Foster e, più tardi, senza aver magari imparto a memoria qualche linea
del Quartetto di Alessandria di Lawrence Durrell, così subito dopo
l'apertura della Karakorum Highway, chi partiva dall'Italia diretto
verso le Western Himalayas, quasi sempre verso la prima merà di giugno
quando cominciavano ad aprirsi i passi himalayani, non poteva non avere
con sé , insieme ad un paio di scarponi leggeri, una camica di flanella
ed uno zaino di solida tela, i racconti di Rudyard Kipling e una copia
di
Quando uomi e montagne si incontrano di John Keay.

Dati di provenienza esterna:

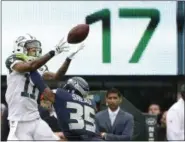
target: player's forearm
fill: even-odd
[[[61,80],[61,78],[66,74],[70,63],[71,63],[71,59],[66,58],[65,62],[62,64],[62,66],[56,72],[56,74],[54,76],[55,80]]]
[[[30,72],[30,77],[32,82],[39,89],[39,91],[42,94],[44,94],[44,97],[53,103],[55,99],[55,95],[53,94],[51,89],[44,83],[40,74],[37,71],[33,71],[33,72]]]
[[[46,64],[53,56],[55,55],[54,51],[50,51],[49,53],[45,54],[44,56],[33,60],[31,62],[29,62],[30,64],[30,71],[35,71],[38,68],[40,68],[41,66],[43,66],[44,64]]]

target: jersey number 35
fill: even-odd
[[[75,109],[75,113],[70,113],[70,119],[76,120],[77,123],[70,123],[69,129],[70,130],[79,130],[84,129],[90,132],[95,132],[95,120],[90,115],[95,115],[95,111],[93,108],[89,106],[82,106],[81,104],[74,103],[74,102],[67,102],[67,108]],[[84,114],[84,119],[83,119]],[[86,122],[88,124],[86,124]]]

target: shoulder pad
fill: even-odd
[[[9,56],[9,57],[6,59],[6,61],[5,61],[6,67],[10,70],[11,64],[13,64],[16,60],[22,60],[22,59],[17,58],[15,54]]]

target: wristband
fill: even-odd
[[[55,56],[55,51],[54,51],[54,50],[49,51],[49,55],[50,55],[51,57]]]
[[[71,59],[69,57],[66,58],[67,62],[71,62]]]

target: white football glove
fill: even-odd
[[[75,56],[80,50],[82,50],[84,47],[85,47],[85,45],[82,43],[80,46],[77,47],[77,50],[76,50],[76,51],[71,52],[71,54],[68,56],[68,58],[72,60],[72,59],[74,58],[74,56]]]
[[[62,52],[68,52],[69,51],[69,44],[67,43],[67,41],[64,40],[64,38],[62,38],[59,43],[55,46],[55,55],[58,55]]]

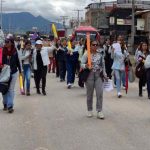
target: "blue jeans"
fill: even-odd
[[[10,87],[8,92],[3,95],[3,104],[7,106],[7,108],[13,107],[14,105],[14,97],[15,97],[15,84],[17,81],[18,73],[12,74],[12,79],[10,82]]]
[[[76,62],[70,61],[66,62],[67,69],[67,84],[74,83],[75,81],[75,72],[76,72]]]
[[[26,82],[26,91],[30,92],[31,66],[30,64],[23,65],[24,80]]]
[[[114,73],[115,73],[115,78],[116,78],[117,92],[120,92],[121,91],[121,79],[123,79],[125,72],[121,70],[114,70]]]
[[[122,85],[126,86],[126,73],[125,71],[122,71],[122,76],[121,76],[121,81],[122,81]],[[114,84],[116,85],[116,77],[114,75]]]

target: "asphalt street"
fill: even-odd
[[[0,150],[150,150],[150,100],[138,97],[137,82],[117,98],[104,92],[105,120],[86,117],[86,91],[67,89],[54,74],[47,76],[47,96],[22,96],[16,85],[15,112],[0,104]],[[2,100],[2,98],[0,98]]]

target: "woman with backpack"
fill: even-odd
[[[26,95],[30,96],[30,79],[31,79],[31,42],[25,42],[25,48],[22,51],[22,65],[23,65],[23,73],[24,73],[24,82],[26,82]]]
[[[81,60],[81,68],[89,69],[89,75],[85,82],[86,91],[87,91],[87,117],[93,116],[93,93],[94,89],[96,91],[96,111],[97,118],[104,119],[104,114],[102,111],[103,105],[103,80],[108,79],[105,72],[105,62],[104,62],[104,53],[103,48],[99,49],[97,41],[90,42],[90,51],[91,51],[91,68],[88,65],[88,54],[84,53]]]
[[[146,70],[144,68],[144,61],[149,54],[148,45],[142,42],[136,54],[136,76],[139,78],[139,96],[142,97],[142,87],[146,84]],[[139,69],[138,69],[139,68]],[[138,72],[138,70],[141,70]]]
[[[10,66],[11,81],[10,86],[6,94],[3,95],[4,111],[8,110],[8,113],[14,112],[14,96],[15,96],[15,84],[18,77],[18,70],[21,73],[20,61],[18,53],[15,48],[13,39],[5,40],[3,48],[3,64]]]

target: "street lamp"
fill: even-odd
[[[132,30],[131,30],[131,48],[134,51],[134,36],[135,36],[135,0],[132,0]]]
[[[2,26],[3,26],[3,2],[5,2],[5,1],[3,1],[3,0],[1,0],[1,20],[0,20],[0,27],[1,27],[1,29],[2,29]]]

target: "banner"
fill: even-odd
[[[3,49],[2,48],[0,48],[0,66],[2,65],[2,51],[3,51]]]
[[[90,33],[86,33],[86,38],[87,38],[87,53],[88,53],[88,65],[89,68],[92,68],[92,63],[91,63],[91,46],[90,46]]]
[[[53,32],[53,34],[54,34],[54,37],[55,37],[55,38],[58,38],[58,34],[57,34],[57,30],[56,30],[56,26],[55,26],[55,24],[54,24],[54,23],[52,24],[52,32]]]
[[[20,93],[24,94],[24,86],[23,86],[23,77],[22,74],[19,74],[19,86],[20,86]]]

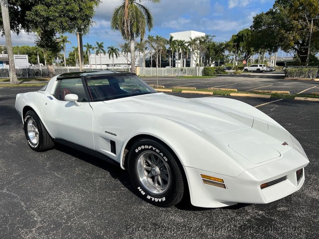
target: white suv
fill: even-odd
[[[244,71],[256,71],[259,73],[266,70],[265,65],[251,65],[248,67],[244,68]]]

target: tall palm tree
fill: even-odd
[[[148,44],[148,45],[150,47],[150,53],[151,53],[151,67],[153,67],[153,59],[152,57],[152,48],[153,48],[152,47],[152,44],[154,42],[155,39],[154,38],[154,37],[153,36],[151,36],[150,35],[148,35],[147,36],[147,40],[146,40],[146,41],[147,44]]]
[[[10,68],[10,83],[19,84],[14,65],[14,58],[13,58],[13,50],[12,47],[12,41],[11,40],[11,33],[10,27],[10,19],[9,18],[9,5],[8,0],[0,0],[1,12],[2,14],[2,21],[3,28],[5,37],[5,43],[7,46],[7,52],[9,58],[9,66]]]
[[[75,66],[78,66],[78,61],[77,60],[77,52],[78,51],[78,48],[77,47],[72,47],[72,49],[74,49],[73,51],[74,52],[74,55],[75,56]]]
[[[64,66],[66,66],[66,60],[65,60],[65,44],[66,43],[71,44],[71,42],[68,40],[67,36],[63,36],[61,35],[60,37],[58,38],[57,40],[59,42],[59,45],[61,47],[63,50],[63,57],[64,58]]]
[[[108,54],[109,58],[110,59],[111,57],[112,57],[112,67],[113,68],[114,68],[114,55],[115,55],[115,57],[117,59],[117,57],[118,56],[119,51],[120,50],[118,48],[115,47],[113,46],[111,46],[110,47],[108,47]]]
[[[147,0],[154,3],[160,0]],[[132,72],[135,72],[135,40],[140,37],[143,40],[146,28],[153,28],[153,17],[149,9],[141,4],[141,0],[124,0],[113,12],[111,28],[117,30],[125,40],[129,40]]]
[[[91,44],[89,44],[87,42],[86,45],[83,46],[83,47],[85,48],[85,53],[89,56],[89,65],[90,66],[91,66],[91,52],[90,50],[92,49],[93,47]]]
[[[130,44],[125,42],[124,44],[121,44],[120,47],[122,48],[122,53],[126,54],[126,64],[129,65],[129,53],[130,51]]]
[[[104,47],[104,46],[103,44],[104,44],[104,42],[103,41],[101,42],[99,42],[97,41],[96,42],[96,47],[97,48],[96,50],[96,53],[97,55],[99,54],[100,53],[100,65],[101,67],[101,68],[102,68],[102,57],[101,56],[101,54],[103,53],[104,55],[105,55],[106,54],[106,52],[105,51],[103,48]]]

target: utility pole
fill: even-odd
[[[306,67],[308,67],[309,64],[309,55],[310,55],[310,46],[311,42],[311,35],[312,34],[312,27],[313,25],[314,18],[311,18],[311,26],[310,28],[310,35],[309,35],[309,43],[308,45],[308,53],[307,54],[307,61]]]
[[[237,62],[237,43],[234,43],[235,44],[235,61],[236,62],[236,71],[237,70],[237,65],[238,65],[238,63]]]

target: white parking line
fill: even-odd
[[[237,83],[234,83],[234,84],[228,84],[228,85],[217,85],[216,86],[213,86],[212,87],[210,87],[211,88],[216,88],[217,87],[220,87],[220,86],[226,86],[226,85],[235,85],[237,84]],[[209,88],[210,87],[208,87]],[[208,89],[208,88],[206,88],[206,89]]]
[[[274,100],[273,101],[270,101],[270,102],[267,102],[267,103],[264,103],[263,104],[260,104],[260,105],[258,105],[256,106],[254,106],[255,108],[257,108],[258,107],[260,107],[261,106],[263,106],[263,105],[268,105],[268,104],[270,104],[271,103],[273,103],[274,102],[276,102],[276,101],[279,101],[279,100],[282,100],[284,99],[279,99],[278,100]]]
[[[300,94],[301,94],[301,93],[303,93],[303,92],[304,92],[305,91],[307,91],[308,90],[310,90],[310,89],[312,89],[313,88],[315,88],[315,87],[316,87],[316,86],[314,86],[313,87],[312,87],[311,88],[309,88],[309,89],[306,89],[306,90],[304,90],[304,91],[300,91],[299,93],[297,93],[296,94],[296,95],[299,95]]]
[[[254,88],[253,89],[250,89],[250,90],[248,90],[247,91],[252,91],[253,90],[256,90],[256,89],[259,89],[261,88],[263,88],[264,87],[267,87],[267,86],[270,86],[273,85],[266,85],[265,86],[262,86],[261,87],[258,87],[257,88]]]
[[[177,86],[186,86],[186,85],[198,85],[198,84],[203,84],[204,83],[207,83],[207,82],[209,82],[209,81],[207,81],[206,82],[200,82],[199,83],[196,83],[195,84],[192,83],[192,84],[188,84],[187,85],[178,85]]]

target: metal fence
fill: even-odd
[[[75,67],[54,67],[56,75],[59,75],[64,73],[76,72],[80,71],[80,68]],[[93,70],[115,70],[129,71],[130,69],[128,68],[106,67],[102,68],[92,68],[82,67],[82,70],[90,71]],[[16,71],[18,78],[33,78],[36,77],[49,77],[49,70],[47,67],[41,66],[19,66],[16,68]],[[0,68],[0,78],[9,78],[10,72],[8,67]]]
[[[18,78],[48,77],[49,70],[46,66],[19,67],[16,68]],[[0,68],[0,78],[9,78],[9,68]]]
[[[157,75],[165,76],[202,76],[203,67],[185,67],[184,68],[158,68]],[[139,75],[154,76],[156,75],[156,68],[140,68]]]

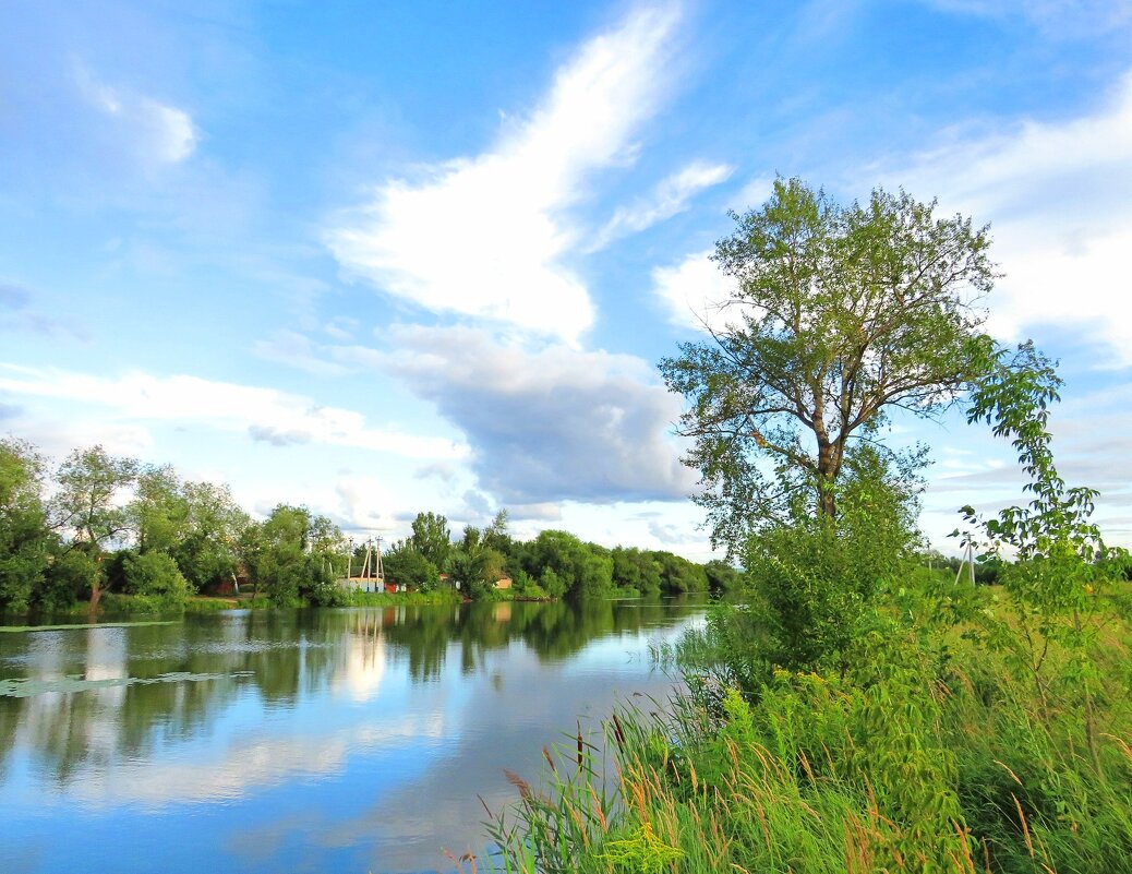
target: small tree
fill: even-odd
[[[798,490],[835,519],[851,442],[893,408],[936,413],[986,360],[987,229],[934,207],[881,189],[846,207],[779,179],[762,208],[732,214],[714,256],[737,284],[729,324],[660,363],[688,402],[685,462],[714,545],[736,555]]]
[[[109,547],[120,543],[130,532],[125,492],[137,475],[137,461],[110,455],[102,446],[75,449],[55,474],[59,485],[52,499],[55,525],[70,531],[74,543],[85,545],[96,563]],[[97,573],[91,579],[92,610],[101,595],[102,574]]]
[[[409,545],[437,567],[448,566],[452,550],[452,531],[448,520],[437,513],[418,513],[413,520]]]
[[[18,440],[0,440],[0,610],[23,612],[40,593],[51,532],[42,499],[43,459]]]

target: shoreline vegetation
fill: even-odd
[[[513,776],[465,871],[1132,872],[1132,560],[1055,464],[1054,363],[981,332],[987,229],[934,207],[778,179],[732,216],[735,320],[660,369],[743,602],[662,654],[686,692]],[[924,560],[927,449],[881,439],[957,405],[1026,494],[959,511],[967,574]]]
[[[366,588],[387,591],[346,582],[362,568]],[[169,465],[93,446],[51,470],[35,446],[0,439],[0,618],[14,625],[82,614],[635,598],[719,592],[738,579],[724,562],[610,549],[566,531],[520,540],[505,511],[457,537],[445,516],[419,513],[409,537],[375,550],[305,506],[280,504],[254,520],[226,486],[183,481]]]

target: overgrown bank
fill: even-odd
[[[987,229],[933,209],[780,179],[718,243],[734,322],[661,371],[747,602],[685,640],[687,695],[611,720],[611,771],[516,779],[498,867],[1132,872],[1129,556],[1054,464],[1054,365],[980,332]],[[1028,480],[961,511],[1001,588],[920,566],[926,451],[880,440],[955,403]]]
[[[692,693],[608,723],[616,791],[591,791],[600,757],[559,762],[549,796],[524,789],[495,826],[498,867],[1132,871],[1127,584],[1098,603],[1086,650],[1049,641],[1040,683],[1019,670],[1007,593],[924,573],[889,607],[843,671],[757,686],[734,669],[749,668],[751,612],[718,608],[688,642],[718,659],[691,669]]]

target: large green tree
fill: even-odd
[[[880,189],[843,206],[779,179],[761,208],[732,214],[714,255],[735,281],[726,326],[660,365],[688,404],[685,461],[717,545],[737,554],[799,490],[835,519],[854,442],[893,409],[938,412],[985,367],[987,229],[934,207]]]
[[[42,475],[43,460],[31,444],[0,440],[0,610],[26,610],[43,584],[53,538]]]
[[[123,542],[130,533],[126,495],[138,477],[138,462],[110,455],[102,446],[75,449],[55,474],[58,490],[52,498],[57,526],[71,535],[75,547],[100,565],[106,549]],[[91,574],[91,608],[102,597],[103,573]]]
[[[448,566],[452,550],[452,531],[448,520],[438,513],[418,513],[413,520],[409,546],[441,571]]]

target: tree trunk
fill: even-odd
[[[837,475],[833,444],[818,435],[817,512],[827,519],[837,519],[838,516],[837,496],[833,494],[833,483],[837,480]]]

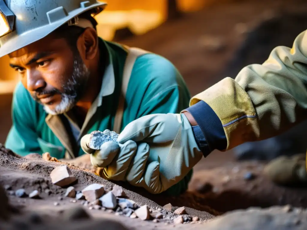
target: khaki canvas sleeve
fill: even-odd
[[[307,117],[307,34],[292,48],[278,46],[262,64],[245,67],[192,98],[209,105],[227,139],[226,150],[280,133]]]

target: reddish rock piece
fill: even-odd
[[[172,208],[173,207],[173,206],[172,206],[172,205],[170,203],[169,203],[167,205],[165,205],[162,207],[164,209],[166,209],[168,211],[172,211]]]
[[[67,165],[55,168],[50,174],[52,183],[61,187],[68,186],[77,180]]]
[[[174,224],[178,224],[183,223],[183,218],[181,216],[179,216],[174,219]]]
[[[198,217],[194,217],[192,219],[192,220],[193,222],[196,222],[199,220],[199,218]]]
[[[138,209],[134,213],[138,217],[143,220],[149,220],[150,217],[149,208],[146,205]]]
[[[72,186],[68,187],[66,190],[65,196],[67,197],[70,197],[74,198],[76,197],[76,190],[75,188]]]
[[[82,190],[87,200],[90,202],[95,201],[104,193],[103,186],[98,184],[92,184],[89,185]]]
[[[113,186],[112,193],[116,197],[123,197],[125,196],[125,192],[121,186],[115,185]]]
[[[174,213],[178,215],[183,215],[187,214],[184,207],[177,209],[174,212]]]

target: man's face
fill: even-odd
[[[89,71],[65,39],[48,36],[9,56],[24,86],[48,113],[67,112],[82,96]]]

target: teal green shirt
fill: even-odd
[[[87,125],[81,129],[80,139],[94,130],[111,130],[118,105],[127,51],[118,44],[102,40],[99,40],[99,47],[106,48],[109,60],[107,63],[105,60],[101,61],[106,68],[101,76],[103,82],[96,98],[96,107]],[[156,54],[143,55],[137,59],[132,69],[121,130],[129,123],[145,115],[179,113],[188,107],[190,98],[183,78],[170,62]],[[32,99],[21,83],[14,94],[12,110],[13,125],[6,143],[7,148],[21,156],[48,152],[52,156],[61,159],[65,157],[68,146],[73,145],[71,150],[75,156],[84,154],[79,143],[72,144],[71,138],[66,144],[60,141],[60,132],[56,132],[57,125],[51,127],[47,122],[53,116],[47,114],[42,106]],[[72,136],[68,133],[63,135],[64,137]],[[173,190],[171,193],[186,190],[191,174],[178,183],[180,184],[171,188],[170,191]]]

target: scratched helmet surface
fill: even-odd
[[[0,57],[46,36],[65,23],[93,15],[107,4],[97,0],[0,0]]]

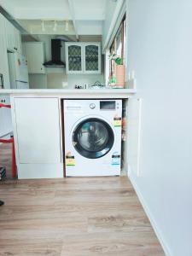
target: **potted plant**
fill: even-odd
[[[125,81],[125,66],[123,64],[123,59],[116,54],[109,55],[109,59],[115,62],[115,78],[113,77],[109,83],[113,82],[110,83],[112,84],[113,88],[124,88]]]

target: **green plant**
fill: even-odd
[[[123,59],[118,56],[116,54],[110,55],[109,60],[114,61],[117,65],[123,65]]]

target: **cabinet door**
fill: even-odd
[[[10,104],[9,96],[0,96],[0,103]],[[0,108],[0,137],[13,131],[10,108]]]
[[[84,73],[101,73],[101,44],[84,44]]]
[[[5,32],[7,49],[15,51],[15,26],[7,19],[5,19]]]
[[[3,76],[4,88],[10,89],[7,44],[6,44],[6,37],[5,37],[5,18],[1,14],[0,14],[0,73],[2,73]]]
[[[83,45],[82,44],[66,44],[66,71],[67,73],[83,73]]]
[[[61,162],[59,100],[15,98],[20,164]]]
[[[14,28],[15,32],[15,49],[21,54],[21,37],[20,32],[15,27]]]
[[[140,137],[141,137],[142,99],[128,100],[127,160],[129,175],[140,176]]]
[[[44,48],[42,42],[24,44],[25,55],[28,62],[29,73],[44,73]]]

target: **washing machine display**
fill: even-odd
[[[122,100],[65,100],[67,177],[120,175]]]
[[[100,119],[82,121],[73,132],[75,149],[84,157],[96,159],[108,154],[114,142],[111,126]]]

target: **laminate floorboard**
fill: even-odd
[[[125,177],[0,184],[0,255],[165,256]]]
[[[8,179],[0,199],[1,256],[165,256],[125,177]]]

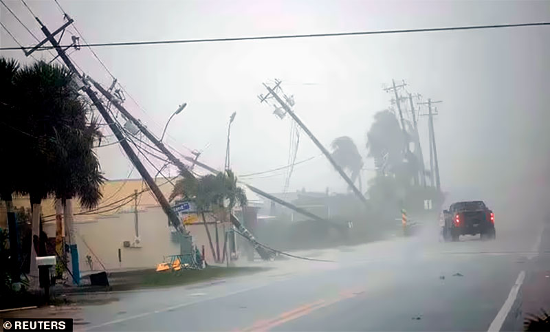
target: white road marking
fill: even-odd
[[[111,320],[109,322],[105,322],[104,323],[98,324],[97,325],[94,325],[92,327],[87,327],[86,330],[93,330],[94,329],[97,329],[98,327],[104,327],[104,326],[107,326],[107,325],[112,325],[113,324],[117,324],[117,323],[120,323],[120,322],[126,322],[128,320],[135,320],[136,318],[141,318],[142,317],[148,316],[153,315],[153,314],[155,314],[155,313],[162,313],[162,312],[169,311],[170,310],[174,310],[175,309],[182,308],[184,307],[187,307],[187,306],[189,306],[189,305],[195,305],[197,303],[199,303],[199,302],[201,302],[208,301],[208,300],[215,300],[215,299],[217,299],[217,298],[224,298],[226,296],[230,296],[232,295],[238,294],[239,293],[243,293],[245,291],[252,291],[253,289],[258,289],[258,288],[261,288],[261,287],[265,287],[265,286],[267,286],[267,284],[263,284],[263,285],[257,285],[257,286],[254,286],[254,287],[249,287],[249,288],[245,288],[244,289],[239,289],[239,290],[236,291],[233,291],[233,292],[231,292],[231,293],[228,293],[226,294],[223,294],[223,295],[222,295],[221,296],[214,296],[214,297],[212,297],[212,298],[204,298],[204,299],[201,299],[201,300],[197,300],[196,301],[191,301],[191,302],[187,302],[187,303],[181,303],[179,305],[173,305],[171,307],[166,307],[163,308],[163,309],[162,309],[160,310],[153,310],[152,311],[144,312],[143,313],[140,313],[138,315],[134,315],[134,316],[129,316],[129,317],[125,317],[124,318],[120,318],[120,319],[118,319],[118,320]]]
[[[542,240],[542,232],[544,230],[544,228],[543,227],[542,229],[540,230],[540,232],[538,232],[537,241],[535,241],[535,243],[533,245],[533,248],[531,250],[531,251],[534,252],[534,253],[531,254],[531,255],[528,255],[527,259],[533,259],[538,256],[538,247],[540,247],[540,241]]]
[[[507,316],[508,313],[510,312],[510,309],[512,309],[512,306],[514,305],[514,302],[516,301],[516,298],[518,297],[518,291],[519,291],[520,287],[521,287],[521,285],[523,283],[523,279],[525,278],[525,272],[522,271],[518,276],[518,278],[516,280],[516,283],[512,287],[512,289],[510,289],[510,294],[508,294],[508,298],[506,299],[504,305],[503,305],[503,307],[500,308],[498,313],[496,314],[496,316],[494,318],[494,320],[493,320],[493,322],[491,323],[491,325],[489,327],[489,329],[487,331],[500,331],[500,328],[503,327],[504,320],[506,319],[506,316]]]

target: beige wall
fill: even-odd
[[[113,269],[155,267],[161,263],[164,256],[179,253],[179,245],[170,240],[170,232],[166,214],[160,207],[151,207],[139,212],[139,232],[141,247],[125,248],[123,241],[133,243],[135,236],[134,213],[118,213],[107,217],[94,217],[86,220],[76,216],[75,228],[77,233],[81,271],[89,269],[86,256],[90,255],[94,261],[94,269],[102,269],[95,254],[107,270]],[[207,221],[208,220],[207,216]],[[215,247],[215,226],[208,225],[212,241]],[[206,261],[212,263],[212,256],[204,225],[202,223],[186,226],[192,236],[193,243],[201,250],[205,247]],[[43,225],[49,236],[54,236],[55,223]],[[220,254],[223,245],[223,227],[219,226]],[[122,262],[118,261],[118,249],[121,250]]]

Gigantesca barriera naturale che, fin da Marco Polo, ha impedito
l'accesso alle favolose città orientali, per più di mezzo secolo le
Western Himalayas sono stare la meta di viaggiatori eccentrici:
mercanti che cercavano la via per penetrare dell'Asia centrale in Cina,
spie e avventurieri, richiamati dall'importanza strategica e polirica
della regione, soldati di ventura, viandanti cinici e distaccati,
esploratori entusiasti e coraggiosi, attratti dalla magnificenza delle
vette.
Da sempre, perciò, le storie provenienti da questa parte del mondo
hanno irradiato intorno a loro un fascino straordinario, a volte
inversamente proporzionale alla loro attendibilità.
John Keay è stato il primo a tagliare con il macete la giungla
darwiniana costruita dalle storie inventate e dai racconti mitici, con
il risultato di ridare vita ad una grande ed epica impresa durata mezzo
secolo: la scoperta dell più imponente catena montuosa del mondo, e da
un tempo di restituirci una straordinaria, e spesso davvero esilarante,
galleria di personaggi: da William Moorcroft al Barone Carl von Hugel,
da Alexander Gardiner a Douglas Forsyth.